What measures do you consider necessary to make that happen, more tax breaks or less bureaucracy?
In the first place, it is important to attract foreign investment in Italy, which would create jobs and contribute both to the formation of human capital and to research and development. Foreign investments are essential to boosting our country’s overall competitiveness and to stimulating entrepreneurial growth, since they encourage different models of specialized production.
Institutions must also follow through, and efficiency in the public administration, as in the legal system and defence of property rights as well, are key to increasing foreign investment in Italy.
A demonstration of our commitment on this front is the “Command Centre for Internationalisation” set up in June by the Foreign Ministry in the Ministry of Economic Development, which has proposed setting up an Investors Desk; a map of the principal opportunities for investment in Italy will be distributed by our embassies in the countries where the investors most interested in Italy are located.
The foreign ministry’s network abroad plays a key role also in raising the international business community’s awareness of ongoing efforts to improve our country’s business climate.
5. To conclude, what do you hope for Italian exports and what are the areas in the Mediterranean or the Horn of Africa where it will be possible to regain a stable and productive Italian presence, or do Asia and China represent the best attractions for Italy’s business?
Exports account for one-quarter of Italy’s GDP and are fundamental to the continuing growth of our economy. Although the European Union absorbs over half of those, the largest increases over the past year have been toward the major emerging countries: Russia, China, Turkey and Brazil – major market outlets thanks also to the growing purchasing power of a broad segment of those countries’ middle classes.
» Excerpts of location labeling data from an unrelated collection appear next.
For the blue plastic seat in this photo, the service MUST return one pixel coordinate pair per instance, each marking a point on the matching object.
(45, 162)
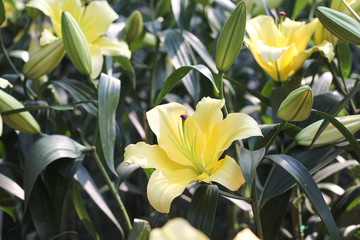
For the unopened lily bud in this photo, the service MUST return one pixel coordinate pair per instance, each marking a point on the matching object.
(134, 26)
(231, 38)
(297, 106)
(44, 60)
(331, 134)
(23, 121)
(339, 24)
(75, 44)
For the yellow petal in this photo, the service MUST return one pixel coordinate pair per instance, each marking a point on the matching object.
(177, 229)
(149, 156)
(97, 19)
(263, 27)
(165, 121)
(228, 173)
(111, 47)
(164, 187)
(97, 60)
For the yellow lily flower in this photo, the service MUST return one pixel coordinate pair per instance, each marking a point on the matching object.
(177, 229)
(280, 50)
(93, 19)
(189, 148)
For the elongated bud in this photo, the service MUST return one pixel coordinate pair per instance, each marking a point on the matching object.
(75, 44)
(339, 24)
(2, 12)
(134, 26)
(297, 106)
(331, 134)
(44, 60)
(231, 38)
(23, 121)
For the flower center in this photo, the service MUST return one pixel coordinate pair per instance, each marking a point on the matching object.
(187, 146)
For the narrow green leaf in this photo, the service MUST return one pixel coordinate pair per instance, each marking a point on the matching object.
(79, 91)
(181, 54)
(308, 185)
(109, 95)
(231, 38)
(202, 209)
(45, 151)
(82, 213)
(248, 161)
(344, 131)
(341, 203)
(11, 186)
(87, 183)
(178, 74)
(333, 168)
(140, 230)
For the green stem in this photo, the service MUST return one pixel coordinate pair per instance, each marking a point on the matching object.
(256, 211)
(278, 130)
(6, 54)
(113, 190)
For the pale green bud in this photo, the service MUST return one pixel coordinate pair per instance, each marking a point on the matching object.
(75, 44)
(231, 38)
(134, 26)
(297, 106)
(331, 134)
(23, 121)
(44, 60)
(339, 24)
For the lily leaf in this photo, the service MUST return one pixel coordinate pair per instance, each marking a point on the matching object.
(308, 185)
(109, 95)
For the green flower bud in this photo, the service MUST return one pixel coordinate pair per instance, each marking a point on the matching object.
(75, 44)
(23, 121)
(331, 134)
(297, 106)
(134, 26)
(231, 38)
(44, 60)
(339, 24)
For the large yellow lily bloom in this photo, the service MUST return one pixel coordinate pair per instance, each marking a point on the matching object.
(280, 50)
(189, 148)
(94, 20)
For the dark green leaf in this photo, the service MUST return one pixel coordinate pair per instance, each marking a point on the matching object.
(341, 204)
(87, 183)
(45, 151)
(344, 131)
(109, 95)
(178, 74)
(11, 186)
(82, 213)
(181, 54)
(308, 185)
(248, 161)
(203, 208)
(79, 91)
(140, 230)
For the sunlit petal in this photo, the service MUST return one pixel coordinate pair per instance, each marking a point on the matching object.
(164, 187)
(228, 173)
(96, 20)
(149, 156)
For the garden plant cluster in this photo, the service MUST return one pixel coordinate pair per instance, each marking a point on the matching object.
(179, 119)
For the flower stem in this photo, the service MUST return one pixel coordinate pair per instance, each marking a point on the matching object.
(112, 190)
(256, 211)
(6, 54)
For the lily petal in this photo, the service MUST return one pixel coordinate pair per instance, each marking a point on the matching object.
(111, 47)
(164, 187)
(97, 19)
(228, 173)
(149, 156)
(165, 121)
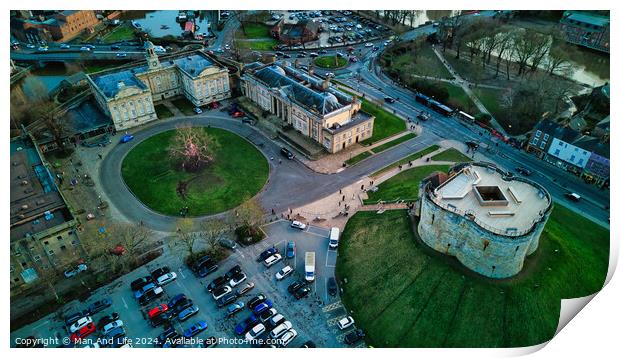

The Arab Spring has opened up new opportunities for our presence in the “Greater Mediterranean”, where the data are already astonishing: exports in 2011 to this area were up 11%, and total trade amounted to €80 billion. A total of 3,300 Italian firms are operating in the region, 500 in Egypt alone.
Support for exports to the markets with the highest potential, and for increased Italian investments abroad, are two of growth diplomacy’s priorities. The foreign ministry – with the help of the main internationalisation actors, the Ministry of Economic Development, ICE, Confindustria and other trade associations – is preparing a series of targeted initiatives to be carried out within the year: business forums, country presentations and road shows on countries such as Angola, South Africa, Mozambique, Libya and the ASEAN countries. Some major institutional encounters will include joint commissions with Iraq and Palestine and bilateral summits with Egypt and Algeria, with the participation of the business sector, which will be an important moment in the consolidation of bilateral relations with nations we consider strategic.